You are viewing a plain text version of this content. The canonical link for it is here.

Posted to modperl@perl.apache.org by Will Fould <wi...@gmail.com> on 2006/03/08 06:05:26 UTC

changing global data strategy

an old issue:
   "a dream solution would be if all child processes could *update* a large
global structure."

we have a tool that loads a huge store of data (25-50Mb+) from a
database into many perl hashes at start up: each session needs access to all
these data but it would be prohibitive to use mysql or another databases for
multiple, large lookups (and builds), at each session:  there are quite a
few structures, each are very big.

if the data never changed, it would be trivial; load/build just at
start-up.

but since the data changes often, we use a semaphore strategy to determine
when childern should reload/rebuild the structures (after updates have been
made).

this is painful. there has got to be a better way of doing this - I've seen
posts on memcache and other, more exotic animals.

can someone point me in the right direction: a reference/read, or a stable
modules that exist for our situation?


thanks in advance,
william

Re: changing global data strategy

Posted by Perrin Harkins <pe...@elem.com>.

On Tue, 2006-03-07 at 21:05 -0800, Will Fould wrote:

> we have a tool that loads a huge store of data (25-50Mb+) from a
> database into many perl hashes at start up: each session needs
> access to all these data but it would be prohibitive to use mysql or
> another databases for multiple, large lookups (and builds), at each
> session:  there are quite a few structures, each are very big.

This gets asked about a lot, so I'm going to just dump all my ideas
about it here and then I'll have something to refer back to later.

I can think of four possible approaches for this kind of situation (in
order of difficulty):

1) Find a way to organize it into a database.  I know, everyone thinks
their data is special and it can't be done, but a database can be used
for most data storage if you think creatively about it.  Databases can
be very flexible if you are willing to denormalize things a bit.

2) Use an external cache server like memcached.  This will require you
to figure out how to split your data access into hash-like patterns.  It
will not be anywhere near as fast as in-memory lookups that you use now
though.  That's the price you pay for scaling across machines.  You also
need to be aware that memcached is a cache, not a database, so it can't
be the final destination for data changes.  It also can drop data when
it gets full or when a server goes down.

3) Use local caches with networked updates.  You can use something like
BerkeleyDB which performs really well on a local machine (significantly
better than any networked daemon) to store the data.  If you have enough
RAM to use a big cache with it, the data will all be in memory anyway.
You would still need to organize your data access into hashes.  The
other part of this is handling updates, which you can do by running a
simple daemon on each machine that listens for updates and then writing
to a master daemon that tells all the others.  Alternatively, you could
use something like Spread, which does reliable multicast messaging, to
distribute the updates.

4) Write your own custom query daemon.  Most likely this would be a
multi-threaded server written in C/C++ which loads all the data and has
a protocol for querying and changing it.  This will be lots of work and
you'll have to do a very good job of it to make it do better than
existing fast database servers like MySQL.  You do get to create the
exact data structures and indexes that you need though.  I have seen a
search engine written this way, with great success, but it took a lot of
work by an expert C++ programmer to do it.  You might be able to
simplify a little by writing it as a custom data type for PostgreSQL,
but I have no idea how hard that is or how it performs.
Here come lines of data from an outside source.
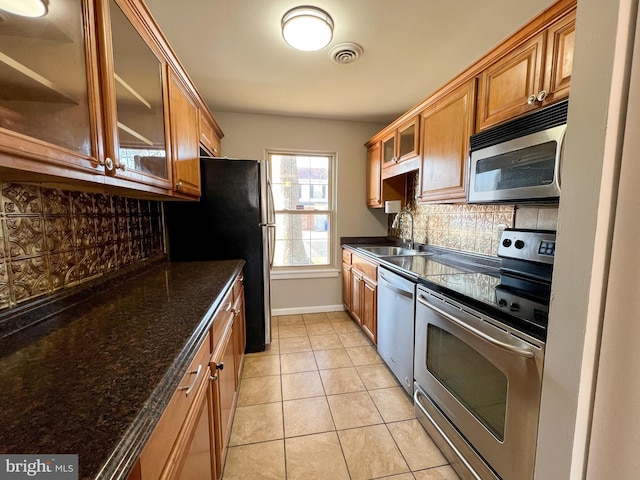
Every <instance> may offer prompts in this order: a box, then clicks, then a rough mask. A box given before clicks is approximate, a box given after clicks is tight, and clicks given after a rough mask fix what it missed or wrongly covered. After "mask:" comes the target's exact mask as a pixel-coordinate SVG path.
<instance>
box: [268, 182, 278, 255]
mask: <svg viewBox="0 0 640 480" xmlns="http://www.w3.org/2000/svg"><path fill="white" fill-rule="evenodd" d="M267 192H268V194H269V202H268V204H267V223H266V227H267V228H268V229H269V266H270V267H273V258H274V255H275V244H276V214H275V201H274V198H273V188H272V187H271V179H270V178H269V177H268V176H267Z"/></svg>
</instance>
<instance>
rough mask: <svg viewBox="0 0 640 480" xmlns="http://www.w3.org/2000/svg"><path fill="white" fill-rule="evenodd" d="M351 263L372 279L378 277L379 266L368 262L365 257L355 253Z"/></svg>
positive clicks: (356, 267) (352, 256)
mask: <svg viewBox="0 0 640 480" xmlns="http://www.w3.org/2000/svg"><path fill="white" fill-rule="evenodd" d="M351 265H352V266H353V268H355V269H358V270H359V271H360V272H362V273H363V274H364V275H365V276H367V277H369V278H370V279H372V280H373V281H374V282H375V281H376V280H377V278H378V266H377V265H375V264H373V263H370V262H368V261H367V260H365V259H364V258H361V257H359V256H357V255H353V256H352V258H351Z"/></svg>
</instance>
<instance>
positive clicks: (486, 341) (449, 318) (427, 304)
mask: <svg viewBox="0 0 640 480" xmlns="http://www.w3.org/2000/svg"><path fill="white" fill-rule="evenodd" d="M418 302H420V303H421V304H422V305H424V306H425V307H427V308H430V309H431V310H433V311H434V312H436V313H437V314H438V315H440V316H441V317H444V318H445V319H447V320H449V321H450V322H451V323H453V324H455V325H457V326H459V327H460V328H462V329H463V330H466V331H467V332H469V333H470V334H472V335H474V336H476V337H478V338H480V339H482V340H484V341H486V342H489V343H490V344H492V345H494V346H496V347H498V348H500V349H502V350H505V351H507V352H509V353H513V354H515V355H518V356H520V357H526V358H533V357H534V356H535V354H534V352H533V351H531V350H530V349H528V348H519V347H516V346H513V345H509V344H508V343H505V342H502V341H500V340H498V339H496V338H493V337H492V336H491V335H487V334H486V333H484V332H481V331H480V330H478V329H477V328H474V327H472V326H471V325H467V324H466V323H464V322H461V321H460V320H458V319H457V318H456V317H454V316H453V315H450V314H448V313H447V312H445V311H443V310H440V309H439V308H438V307H436V306H435V305H432V304H431V303H429V302H427V301H426V298H425V297H424V295H422V294H420V295H418Z"/></svg>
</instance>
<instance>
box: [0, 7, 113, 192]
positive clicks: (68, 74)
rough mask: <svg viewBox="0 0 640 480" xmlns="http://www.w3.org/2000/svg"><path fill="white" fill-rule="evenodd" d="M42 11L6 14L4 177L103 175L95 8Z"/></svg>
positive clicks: (67, 177)
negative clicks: (27, 175) (52, 175)
mask: <svg viewBox="0 0 640 480" xmlns="http://www.w3.org/2000/svg"><path fill="white" fill-rule="evenodd" d="M42 5H43V7H44V8H43V10H42V11H41V12H39V13H40V14H42V15H41V16H36V17H28V16H23V15H19V14H16V13H12V12H10V11H8V10H3V9H0V171H2V173H3V178H4V179H11V175H10V172H11V171H13V170H6V169H17V170H16V172H20V171H22V172H29V174H30V175H31V176H34V177H37V176H38V175H39V174H49V175H55V174H60V173H64V176H65V177H67V178H78V179H84V180H91V179H94V177H95V176H96V175H101V174H102V170H103V167H102V166H101V163H102V160H103V151H102V149H103V141H102V129H101V125H102V123H101V120H100V114H101V109H100V102H99V101H97V99H98V98H99V79H98V70H97V65H98V61H97V58H98V57H97V51H96V48H95V45H96V42H95V37H96V30H95V22H94V20H93V18H94V7H93V2H91V1H90V0H58V1H56V2H49V3H48V4H45V3H44V2H43V4H42Z"/></svg>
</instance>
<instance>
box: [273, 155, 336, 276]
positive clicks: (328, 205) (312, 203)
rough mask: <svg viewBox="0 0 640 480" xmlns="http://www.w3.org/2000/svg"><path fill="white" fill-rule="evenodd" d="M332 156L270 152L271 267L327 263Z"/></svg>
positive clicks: (328, 257)
mask: <svg viewBox="0 0 640 480" xmlns="http://www.w3.org/2000/svg"><path fill="white" fill-rule="evenodd" d="M333 159H334V157H333V156H327V155H307V154H288V155H282V154H273V153H272V154H270V155H269V170H270V172H269V173H270V179H271V184H272V187H273V194H274V203H275V210H276V245H275V250H274V266H276V267H294V266H303V267H304V266H313V265H329V264H330V261H331V245H330V235H329V232H330V230H331V225H330V221H331V215H330V214H329V212H331V207H332V206H331V188H332V186H331V185H330V183H329V181H330V178H331V168H332V162H333Z"/></svg>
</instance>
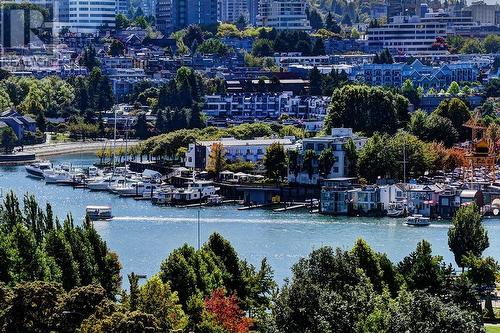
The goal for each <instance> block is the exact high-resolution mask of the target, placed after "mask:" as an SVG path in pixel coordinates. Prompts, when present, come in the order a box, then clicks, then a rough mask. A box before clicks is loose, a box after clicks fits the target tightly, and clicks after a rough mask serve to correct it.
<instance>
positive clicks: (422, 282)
mask: <svg viewBox="0 0 500 333" xmlns="http://www.w3.org/2000/svg"><path fill="white" fill-rule="evenodd" d="M442 260H443V258H442V257H440V256H433V255H432V248H431V244H430V243H429V242H427V241H425V240H422V241H421V242H419V243H418V244H417V248H416V250H415V251H414V252H412V253H410V254H409V255H408V256H406V257H405V258H404V259H403V260H402V261H401V262H400V263H399V265H398V270H399V272H400V273H401V275H402V276H403V277H404V280H405V282H406V285H407V286H408V289H409V290H428V291H429V292H431V293H440V292H442V291H443V289H444V288H445V283H446V280H447V278H448V276H449V275H450V273H451V272H450V270H448V269H447V268H446V267H444V264H443V262H442Z"/></svg>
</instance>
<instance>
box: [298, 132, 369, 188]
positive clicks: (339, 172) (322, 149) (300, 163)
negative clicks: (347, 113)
mask: <svg viewBox="0 0 500 333" xmlns="http://www.w3.org/2000/svg"><path fill="white" fill-rule="evenodd" d="M349 140H352V141H353V142H354V145H355V147H356V150H359V149H361V148H363V146H364V145H365V143H366V141H367V140H368V139H367V138H365V137H361V136H358V135H357V134H354V133H353V131H352V128H333V129H332V132H331V135H327V136H319V137H312V138H304V139H303V140H302V148H301V149H300V153H299V163H298V164H299V165H302V161H303V158H304V154H305V152H306V151H307V150H312V151H314V153H315V158H314V160H313V162H312V165H313V172H312V175H309V173H308V171H307V170H303V169H301V170H298V171H295V170H289V171H288V182H290V183H298V184H319V183H320V179H321V175H320V172H319V165H318V164H319V163H318V157H319V155H320V154H321V152H322V151H323V150H325V149H328V148H332V150H333V156H334V158H335V163H334V164H333V166H332V168H331V169H330V172H329V174H328V175H326V176H325V177H324V178H338V177H345V176H347V175H348V174H349V160H348V158H347V153H346V150H345V144H346V143H347V142H348V141H349Z"/></svg>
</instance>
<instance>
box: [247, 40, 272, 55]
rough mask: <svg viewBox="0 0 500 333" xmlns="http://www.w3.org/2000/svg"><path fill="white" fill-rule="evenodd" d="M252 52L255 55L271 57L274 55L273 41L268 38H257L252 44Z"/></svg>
mask: <svg viewBox="0 0 500 333" xmlns="http://www.w3.org/2000/svg"><path fill="white" fill-rule="evenodd" d="M252 54H253V55H254V56H257V57H272V56H273V55H274V46H273V42H272V41H270V40H268V39H257V40H256V41H255V42H254V43H253V45H252Z"/></svg>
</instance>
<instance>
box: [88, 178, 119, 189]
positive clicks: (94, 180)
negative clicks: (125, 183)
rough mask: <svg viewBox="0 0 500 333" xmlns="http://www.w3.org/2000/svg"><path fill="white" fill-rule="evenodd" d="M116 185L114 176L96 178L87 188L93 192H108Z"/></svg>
mask: <svg viewBox="0 0 500 333" xmlns="http://www.w3.org/2000/svg"><path fill="white" fill-rule="evenodd" d="M113 183H114V180H113V176H111V175H109V176H103V177H96V178H94V179H92V180H91V181H89V182H88V183H87V188H88V189H89V190H91V191H107V190H109V187H110V186H111V185H112V184H113Z"/></svg>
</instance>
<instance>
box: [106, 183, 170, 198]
mask: <svg viewBox="0 0 500 333" xmlns="http://www.w3.org/2000/svg"><path fill="white" fill-rule="evenodd" d="M159 188H160V185H159V184H151V183H144V182H127V183H124V184H121V185H118V186H113V187H112V191H113V193H116V194H118V195H119V196H122V197H141V196H143V194H144V192H149V193H151V194H152V193H153V192H154V190H156V189H159Z"/></svg>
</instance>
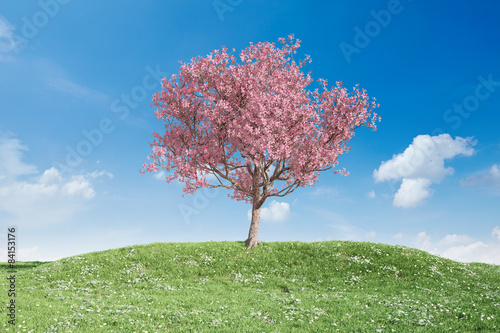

One thing that you can't do to solve it is rewrite in a language with
better thread support like Java, since you would still be stuck when you
try to run it on multiple servers.

Hope that helps outline your options a little.

- Perrin

Re: changing global data strategy

Posted by Jonathan Vanasco <mo...@2xlp.com>.

how big are these data structures?

200k?  2mb?  20mb?

if they're not too big, you could just use memcached.

	http://danga.com:80/memcached/
	http://search.cpan.org/~bradfitz/Cache-Memcached-1.15/Memcached.pm

its ridiculously painless to implement. i found it easier that a lot  
of other approaches.	

but if you have 50mb of data, i'd rethink what you're doing.

you're just going to keep getting screwed when your cache db updates  
(because the updates will only be per-child, not per parent  
process).  so you've got the potential for a 50MB  parent process  
having children that read in 50mb each in data?  thats a cascading  
nightmare.

if you need to precache such giant data structures, i'd do something  
like 2 tiered server
	apache a - talks to web users / load balancer
				sends data / whatever for specific processing to
	daemon b - either apache or some custom server, which handles  
precaching of db and parsing requests from apache
	db - datastore

having all of that data in modperl would be a nightmare though.  even  
with memcached, you'll update fast and everyone can access it, but  
you're going to keep eating memory.  if every session is going to  
toss though 20mb hashes of info, i'd keep that info out of apache  
entirely

On Mar 8, 2006, at 12:16 AM, Will Fould wrote:

> at this point, the application is on a single machine, but I'm  
> being tasked with moving our database onto another machine and  
> implement load balancing b/w 2 webservers.
>
> william
>
>
> On 3/7/06, Will Fould <wi...@gmail.com> wrote:
> an old issue:
>    "a dream solution would be if all child processes could *update*  
> a large global structure."
>
> we have a tool that loads a huge store of data (25-50Mb+) from a  
> database into many perl hashes at start up: each session needs  
> access to all these data but it would be prohibitive to use mysql  
> or another databases for multiple, large lookups (and builds), at  
> each session:  there are quite a few structures, each are very big.
>
> if the data never changed, it would be trivial; load/build just at  
> start-up.
>
> but since the data changes often, we use a semaphore strategy to  
> determine when childern should reload/rebuild the structures (after  
> updates have been made).
>
> this is painful. there has got to be a better way of doing this -  
> I've seen posts on memcache and other, more exotic animals.
>
> can someone point me in the right direction: a reference/read, or a  
> stable modules that exist for our situation?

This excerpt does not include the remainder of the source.